Alasan utama di balik keputusan ini ternyata beragam. Gaji yang dianggap tidak sepadan dengan beban kerja, serta penempatan di daerah yang jauh dari keluarga menjadi faktor dominan. Banyak CPNS yang merasa tidak siap menghadapi realitas lapangan yang berbeda dari ekspektasi awal.
Kepala BKN mengungkapkan bahwa skema optimalisasi yang dilakukan pemerintah juga menjadi pemicu. CPNS yang awalnya tidak lolos di pilihan pertama, kemudian diterima di formasi kosong di daerah lain. Kondisi ini membuat mereka merasa tidak sesuai dengan minat dan keahlian, sehingga memilih mundur.
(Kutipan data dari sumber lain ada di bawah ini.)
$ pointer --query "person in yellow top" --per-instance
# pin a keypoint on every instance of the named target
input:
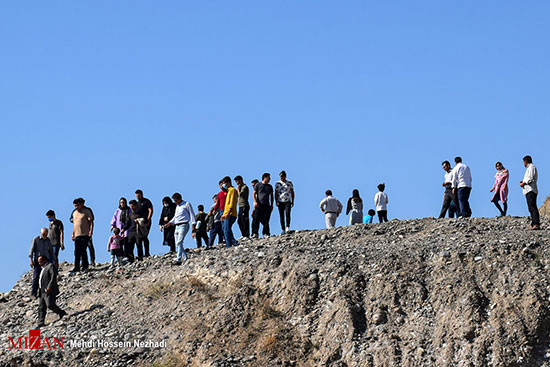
(230, 213)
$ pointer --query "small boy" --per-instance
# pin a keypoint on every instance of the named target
(115, 247)
(368, 218)
(200, 228)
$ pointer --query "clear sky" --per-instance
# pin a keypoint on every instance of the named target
(100, 98)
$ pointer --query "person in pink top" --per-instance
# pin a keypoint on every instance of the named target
(500, 189)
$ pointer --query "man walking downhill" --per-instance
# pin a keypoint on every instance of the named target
(47, 286)
(244, 207)
(450, 202)
(183, 217)
(284, 199)
(462, 181)
(530, 190)
(83, 228)
(332, 208)
(40, 246)
(263, 205)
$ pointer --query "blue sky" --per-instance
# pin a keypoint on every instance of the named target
(101, 98)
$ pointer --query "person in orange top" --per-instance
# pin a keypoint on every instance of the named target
(230, 213)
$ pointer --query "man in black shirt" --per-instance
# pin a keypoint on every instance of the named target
(263, 205)
(145, 210)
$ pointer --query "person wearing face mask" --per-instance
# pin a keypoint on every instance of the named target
(168, 212)
(40, 246)
(56, 234)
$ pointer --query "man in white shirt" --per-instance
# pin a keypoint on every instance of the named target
(449, 198)
(332, 208)
(184, 215)
(530, 190)
(462, 187)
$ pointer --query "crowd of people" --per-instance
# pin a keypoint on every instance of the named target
(131, 221)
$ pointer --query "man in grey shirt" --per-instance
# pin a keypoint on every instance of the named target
(40, 246)
(332, 208)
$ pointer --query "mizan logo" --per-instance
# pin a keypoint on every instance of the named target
(34, 341)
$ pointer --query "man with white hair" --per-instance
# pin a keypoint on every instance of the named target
(40, 246)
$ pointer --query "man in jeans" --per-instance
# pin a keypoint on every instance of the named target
(184, 215)
(462, 183)
(263, 205)
(530, 190)
(332, 208)
(244, 207)
(145, 208)
(450, 202)
(230, 213)
(56, 234)
(40, 247)
(83, 228)
(284, 198)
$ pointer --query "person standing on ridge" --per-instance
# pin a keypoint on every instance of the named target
(145, 207)
(168, 211)
(83, 228)
(90, 245)
(244, 207)
(284, 199)
(462, 183)
(530, 190)
(381, 202)
(183, 217)
(332, 208)
(56, 234)
(40, 246)
(450, 202)
(355, 207)
(230, 213)
(263, 205)
(501, 189)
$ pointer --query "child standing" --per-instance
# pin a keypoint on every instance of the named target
(381, 202)
(370, 217)
(115, 247)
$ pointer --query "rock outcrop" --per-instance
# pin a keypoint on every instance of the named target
(426, 292)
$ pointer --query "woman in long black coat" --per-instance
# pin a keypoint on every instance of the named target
(168, 212)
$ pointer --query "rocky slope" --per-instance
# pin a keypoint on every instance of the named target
(426, 292)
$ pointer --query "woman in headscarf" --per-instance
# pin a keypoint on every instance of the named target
(121, 220)
(168, 212)
(355, 206)
(501, 189)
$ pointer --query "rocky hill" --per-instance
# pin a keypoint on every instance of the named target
(426, 292)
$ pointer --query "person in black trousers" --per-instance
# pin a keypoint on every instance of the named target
(48, 290)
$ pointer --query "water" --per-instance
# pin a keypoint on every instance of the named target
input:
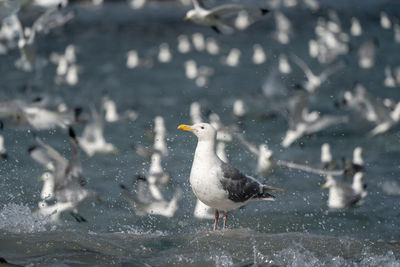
(297, 229)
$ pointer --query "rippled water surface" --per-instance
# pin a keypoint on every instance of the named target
(297, 229)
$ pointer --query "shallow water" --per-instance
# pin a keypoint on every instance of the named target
(296, 230)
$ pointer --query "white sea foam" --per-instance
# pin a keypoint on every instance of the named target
(19, 219)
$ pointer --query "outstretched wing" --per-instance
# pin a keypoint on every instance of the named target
(226, 10)
(198, 4)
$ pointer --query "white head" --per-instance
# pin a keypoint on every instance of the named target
(330, 182)
(203, 131)
(190, 14)
(357, 156)
(326, 155)
(46, 177)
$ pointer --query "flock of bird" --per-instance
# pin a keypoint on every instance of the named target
(217, 185)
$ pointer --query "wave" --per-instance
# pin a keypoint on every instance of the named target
(240, 247)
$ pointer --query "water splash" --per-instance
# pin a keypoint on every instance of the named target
(19, 219)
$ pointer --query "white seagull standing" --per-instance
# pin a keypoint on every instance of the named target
(216, 183)
(212, 17)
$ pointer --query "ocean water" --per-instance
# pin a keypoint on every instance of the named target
(297, 229)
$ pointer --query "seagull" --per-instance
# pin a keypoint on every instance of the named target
(315, 81)
(342, 195)
(302, 122)
(385, 21)
(355, 29)
(68, 181)
(284, 29)
(326, 157)
(160, 143)
(183, 44)
(212, 17)
(216, 183)
(367, 54)
(266, 163)
(92, 140)
(144, 202)
(259, 56)
(355, 165)
(111, 114)
(3, 150)
(8, 8)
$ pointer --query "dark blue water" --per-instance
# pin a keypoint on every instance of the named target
(297, 229)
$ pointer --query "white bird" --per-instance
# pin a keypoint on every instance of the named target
(3, 150)
(239, 108)
(198, 41)
(355, 28)
(259, 56)
(164, 54)
(212, 17)
(8, 8)
(183, 44)
(144, 202)
(195, 113)
(191, 70)
(396, 33)
(47, 192)
(92, 140)
(111, 114)
(68, 180)
(284, 30)
(389, 80)
(212, 46)
(233, 57)
(216, 183)
(342, 195)
(315, 81)
(302, 122)
(284, 66)
(367, 54)
(266, 164)
(385, 20)
(242, 20)
(326, 157)
(132, 59)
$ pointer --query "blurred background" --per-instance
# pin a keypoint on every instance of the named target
(70, 57)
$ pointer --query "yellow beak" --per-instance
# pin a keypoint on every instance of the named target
(185, 127)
Beberapa kementerian dan lembaga dengan jumlah CPNS mengundurkan diri terbanyak antara lain Kementerian Pendidikan, Kebudayaan, Riset, dan Teknologi, Kementerian Kesehatan, Kementerian Komunikasi, Bawaslu, serta Kementerian PUPR.
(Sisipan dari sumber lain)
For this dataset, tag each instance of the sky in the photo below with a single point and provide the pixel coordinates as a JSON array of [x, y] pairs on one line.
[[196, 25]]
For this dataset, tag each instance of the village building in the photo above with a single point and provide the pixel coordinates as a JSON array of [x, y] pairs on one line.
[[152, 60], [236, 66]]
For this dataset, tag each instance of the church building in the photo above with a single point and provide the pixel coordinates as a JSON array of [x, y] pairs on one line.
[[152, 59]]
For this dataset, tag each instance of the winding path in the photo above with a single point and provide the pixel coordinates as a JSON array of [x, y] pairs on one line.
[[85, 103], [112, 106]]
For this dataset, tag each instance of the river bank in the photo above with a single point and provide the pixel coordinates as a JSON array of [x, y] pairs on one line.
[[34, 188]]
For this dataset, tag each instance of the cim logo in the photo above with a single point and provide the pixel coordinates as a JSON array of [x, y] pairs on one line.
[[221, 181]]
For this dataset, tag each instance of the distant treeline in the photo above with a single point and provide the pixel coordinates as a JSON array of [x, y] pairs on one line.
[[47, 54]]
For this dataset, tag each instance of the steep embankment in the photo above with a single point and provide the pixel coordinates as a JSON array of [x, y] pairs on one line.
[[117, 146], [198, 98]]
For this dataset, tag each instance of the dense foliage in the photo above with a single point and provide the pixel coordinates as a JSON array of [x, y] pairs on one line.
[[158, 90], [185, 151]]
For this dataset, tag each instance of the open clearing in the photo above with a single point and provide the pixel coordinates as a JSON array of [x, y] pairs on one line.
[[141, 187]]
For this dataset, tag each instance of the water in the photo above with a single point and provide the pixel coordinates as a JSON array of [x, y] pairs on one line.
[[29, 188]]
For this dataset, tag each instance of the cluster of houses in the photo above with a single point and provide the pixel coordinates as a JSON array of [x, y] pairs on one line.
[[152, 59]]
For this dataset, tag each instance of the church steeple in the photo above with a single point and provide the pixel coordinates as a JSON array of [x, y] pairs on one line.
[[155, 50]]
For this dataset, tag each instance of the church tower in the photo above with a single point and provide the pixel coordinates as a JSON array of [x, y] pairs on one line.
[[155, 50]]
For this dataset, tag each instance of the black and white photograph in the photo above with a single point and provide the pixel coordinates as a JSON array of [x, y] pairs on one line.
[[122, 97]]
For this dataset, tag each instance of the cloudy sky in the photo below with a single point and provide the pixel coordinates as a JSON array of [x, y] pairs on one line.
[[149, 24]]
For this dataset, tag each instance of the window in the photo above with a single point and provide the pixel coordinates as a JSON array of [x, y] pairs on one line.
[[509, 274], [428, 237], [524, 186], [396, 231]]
Ekonom menilai, fenomena ini mencerminkan perubahan persepsi generasi muda terhadap dunia kerja. Stabilitas dan jaminan pensiun yang dulu menjadi daya tarik utama PNS, kini kalah dengan fleksibilitas, peluang berkembang, dan kompensasi yang kompetitif di sektor lain.
Pemerintah perlu berbenah diri. Reformasi sistem manajemen CPNS menjadi krusial. Penempatan tidak boleh hanya bersifat administratif, tetapi harus mempertimbangkan insentif, pengembangan karir, dan kesiapan infrastruktur di daerah. Jika perbaikan sistem sulit dilakukan dalam waktu dekat, kenaikan gaji menjadi solusi alternatif agar penempatan di wilayah terpencil tidak menjadi masalah besar.
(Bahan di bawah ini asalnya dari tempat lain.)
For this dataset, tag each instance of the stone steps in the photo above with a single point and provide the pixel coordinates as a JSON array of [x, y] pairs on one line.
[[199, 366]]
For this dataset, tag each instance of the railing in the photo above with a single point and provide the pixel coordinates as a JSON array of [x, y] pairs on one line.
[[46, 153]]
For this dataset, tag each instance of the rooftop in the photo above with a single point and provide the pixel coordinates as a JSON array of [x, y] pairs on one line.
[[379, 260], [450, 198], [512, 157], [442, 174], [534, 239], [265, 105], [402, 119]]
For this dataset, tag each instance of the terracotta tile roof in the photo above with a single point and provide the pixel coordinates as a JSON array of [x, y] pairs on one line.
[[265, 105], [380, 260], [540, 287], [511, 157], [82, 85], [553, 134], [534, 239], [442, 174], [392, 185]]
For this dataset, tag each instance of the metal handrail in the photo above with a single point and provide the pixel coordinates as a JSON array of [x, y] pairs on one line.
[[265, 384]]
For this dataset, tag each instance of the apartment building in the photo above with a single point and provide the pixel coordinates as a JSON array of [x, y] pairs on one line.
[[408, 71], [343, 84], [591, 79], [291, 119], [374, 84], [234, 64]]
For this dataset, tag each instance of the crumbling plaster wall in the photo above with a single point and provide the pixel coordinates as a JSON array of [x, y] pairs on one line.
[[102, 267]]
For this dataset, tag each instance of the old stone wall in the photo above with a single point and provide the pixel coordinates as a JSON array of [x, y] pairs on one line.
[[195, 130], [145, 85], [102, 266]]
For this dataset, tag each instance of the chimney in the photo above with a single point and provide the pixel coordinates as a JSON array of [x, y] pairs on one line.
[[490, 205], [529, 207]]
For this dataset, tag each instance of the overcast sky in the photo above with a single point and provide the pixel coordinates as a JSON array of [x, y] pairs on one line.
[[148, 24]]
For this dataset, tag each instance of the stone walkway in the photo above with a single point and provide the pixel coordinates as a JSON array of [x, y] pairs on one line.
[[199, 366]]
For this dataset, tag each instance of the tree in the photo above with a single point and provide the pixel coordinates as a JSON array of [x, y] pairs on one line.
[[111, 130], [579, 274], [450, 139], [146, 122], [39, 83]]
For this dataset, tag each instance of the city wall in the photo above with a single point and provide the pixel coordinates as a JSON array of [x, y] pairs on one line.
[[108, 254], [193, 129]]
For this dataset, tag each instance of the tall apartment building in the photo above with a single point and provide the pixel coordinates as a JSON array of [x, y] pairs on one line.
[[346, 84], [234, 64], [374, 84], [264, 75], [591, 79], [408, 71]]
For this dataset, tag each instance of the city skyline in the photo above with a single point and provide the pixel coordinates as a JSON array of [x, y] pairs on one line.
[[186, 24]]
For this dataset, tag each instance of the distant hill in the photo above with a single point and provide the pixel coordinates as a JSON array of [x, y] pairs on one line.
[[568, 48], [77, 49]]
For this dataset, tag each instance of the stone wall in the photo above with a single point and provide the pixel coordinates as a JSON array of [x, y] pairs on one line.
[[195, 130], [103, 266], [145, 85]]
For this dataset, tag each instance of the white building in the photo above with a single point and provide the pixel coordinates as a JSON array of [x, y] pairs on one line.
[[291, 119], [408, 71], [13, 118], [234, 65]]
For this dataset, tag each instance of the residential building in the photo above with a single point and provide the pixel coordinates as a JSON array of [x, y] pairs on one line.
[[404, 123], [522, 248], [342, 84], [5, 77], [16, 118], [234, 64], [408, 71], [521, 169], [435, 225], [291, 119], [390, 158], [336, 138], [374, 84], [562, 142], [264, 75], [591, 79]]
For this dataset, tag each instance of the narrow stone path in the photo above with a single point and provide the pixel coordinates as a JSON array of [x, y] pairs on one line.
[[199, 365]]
Pakar Kebijakan Publik menambahkan, fenomena ini menjadi sinyal bahwa mitos PNS sebagai karier yang menjanjikan stabilitas jangka panjang mulai pudar. Gaji awal CPNS yang berkisar antara Rp2,5 juta hingga Rp4 juta seringkali tidak cukup untuk memenuhi kebutuhan hidup, terutama di daerah dengan biaya hidup tinggi dan infrastruktur minim.
Evaluasi proses rekrutmen menjadi langkah penting. Rekrutmen CPNS seharusnya tidak hanya berfokus pada skor tes, tetapi juga mempertimbangkan kesiapan psikologis dan sosial kandidat untuk bekerja di lokasi penempatan. Struktur gaji dan tunjangan ASN, terutama yang bertugas di wilayah 3T (tertinggal, terdepan, dan terluar), juga perlu ditinjau ulang.
Pemerintah perlu mengelola penempatan dengan pendekatan yang lebih manusiawi dan berbasis data. Sistem penempatan bisa melibatkan pemetaan potensi daerah dan profil kompetensi ASN, agar distribusi ASN berkualitas ke daerah yang membutuhkan dapat berjalan efektif. Jika tidak, kesenjangan pelayanan publik antara pusat dan daerah akan semakin melebar.